El argumento clave es la similitud fractal de los patrones gráficos. En 2022, tras el mínimo de junio, se produjo una falsa recuperación, una divergencia del RSI y, finalmente, un desplome abrupto que eliminó todas las posiciones largas acumuladas. En aquel entonces, entre noviembre y diciembre, Bitcoin perdió aproximadamente un 28% adicional desde el precio del "suelo". Si este fractal se repite, nos espera un desplome final con una liquidación masiva de posiciones largas, tras lo cual comenzaría un verdadero giro, probablemente en el tercer o cuarto trimestre.

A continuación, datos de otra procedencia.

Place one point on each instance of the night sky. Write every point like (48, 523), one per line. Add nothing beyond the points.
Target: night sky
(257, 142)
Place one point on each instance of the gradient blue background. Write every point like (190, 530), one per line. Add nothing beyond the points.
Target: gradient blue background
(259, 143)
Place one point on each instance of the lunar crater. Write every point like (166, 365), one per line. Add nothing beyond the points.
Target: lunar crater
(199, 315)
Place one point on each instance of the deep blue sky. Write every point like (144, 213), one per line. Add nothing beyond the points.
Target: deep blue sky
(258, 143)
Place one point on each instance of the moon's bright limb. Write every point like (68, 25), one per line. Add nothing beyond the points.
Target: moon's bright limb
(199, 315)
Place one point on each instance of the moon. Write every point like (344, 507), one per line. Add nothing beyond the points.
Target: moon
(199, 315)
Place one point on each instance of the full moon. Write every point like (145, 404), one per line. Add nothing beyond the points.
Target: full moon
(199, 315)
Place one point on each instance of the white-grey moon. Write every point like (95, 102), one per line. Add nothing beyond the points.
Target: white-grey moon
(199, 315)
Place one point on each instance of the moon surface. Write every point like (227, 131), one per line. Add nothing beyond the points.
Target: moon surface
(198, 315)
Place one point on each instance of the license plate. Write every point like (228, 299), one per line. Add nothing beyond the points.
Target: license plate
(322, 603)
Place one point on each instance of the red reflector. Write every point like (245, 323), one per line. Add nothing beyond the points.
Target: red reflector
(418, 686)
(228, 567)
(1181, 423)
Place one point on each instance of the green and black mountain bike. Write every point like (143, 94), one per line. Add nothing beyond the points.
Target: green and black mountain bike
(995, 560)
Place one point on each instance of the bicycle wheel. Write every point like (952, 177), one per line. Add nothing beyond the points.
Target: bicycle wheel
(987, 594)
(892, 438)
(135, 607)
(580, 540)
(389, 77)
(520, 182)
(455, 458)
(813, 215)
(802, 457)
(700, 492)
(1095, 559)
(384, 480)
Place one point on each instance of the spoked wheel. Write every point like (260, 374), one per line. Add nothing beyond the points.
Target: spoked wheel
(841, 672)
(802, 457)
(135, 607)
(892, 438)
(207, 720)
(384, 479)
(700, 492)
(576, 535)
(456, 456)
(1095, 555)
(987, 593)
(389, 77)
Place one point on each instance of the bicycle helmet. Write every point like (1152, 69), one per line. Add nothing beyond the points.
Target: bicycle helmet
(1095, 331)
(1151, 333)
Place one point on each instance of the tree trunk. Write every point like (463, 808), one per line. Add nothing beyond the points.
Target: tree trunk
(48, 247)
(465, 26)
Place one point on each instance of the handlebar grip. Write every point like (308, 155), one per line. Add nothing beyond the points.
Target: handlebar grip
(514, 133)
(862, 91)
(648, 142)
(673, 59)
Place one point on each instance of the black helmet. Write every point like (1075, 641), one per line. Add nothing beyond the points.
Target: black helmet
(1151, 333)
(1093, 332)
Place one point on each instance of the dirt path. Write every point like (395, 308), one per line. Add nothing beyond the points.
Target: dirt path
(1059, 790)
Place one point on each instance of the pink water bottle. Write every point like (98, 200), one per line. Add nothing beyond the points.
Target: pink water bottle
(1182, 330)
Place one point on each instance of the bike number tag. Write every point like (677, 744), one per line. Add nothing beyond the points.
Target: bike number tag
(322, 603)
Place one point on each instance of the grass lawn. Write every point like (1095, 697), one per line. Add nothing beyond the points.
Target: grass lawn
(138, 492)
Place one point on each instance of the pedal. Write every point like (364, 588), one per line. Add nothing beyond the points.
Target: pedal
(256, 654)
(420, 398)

Las señales on-chain confirman el escenario bajista

Los datos de la cadena solo refuerzan esta hipótesis. La relación de ganancias y pérdidas realizadas (SOPR) ha caído a -0,35, el valor más bajo en 20 meses. La última vez que se registró este nivel fue en diciembre de 2022, justo después del colapso de FTX, cuando BTC cayó por debajo de los $16,000. Históricamente, este indicador ha identificado con alta precisión los mínimos del mercado antes de un giro, como ocurrió en 2015 y 2019.

Un argumento adicional es que el precio actual de Bitcoin se encuentra solo un 16% por encima del precio realizado (realized price). Históricamente, esta cercanía a dicha zona ha proporcionado un rendimiento promedio del 41% en seis meses y del 81% en un año. Sin embargo, dado el contexto macroeconómico actual y la similitud estructural con 2022, no descarto que el mercado primero deba pasar por otra dolorosa fase de limpieza.

Mi opinión experta: Los inversores deben ser extremadamente cautelosos. La estrategia de "comprar en las caídas" podría convertirse en una trampa. Parece más sensato esperar una confirmación del giro tras una posible capitulación final. El nivel de $65,000 es crítico: una ruptura al alza abriría el camino hacia $67,000–$70,000, pero no lograr consolidarse por encima desencadenaría una nueva ronda de descensos.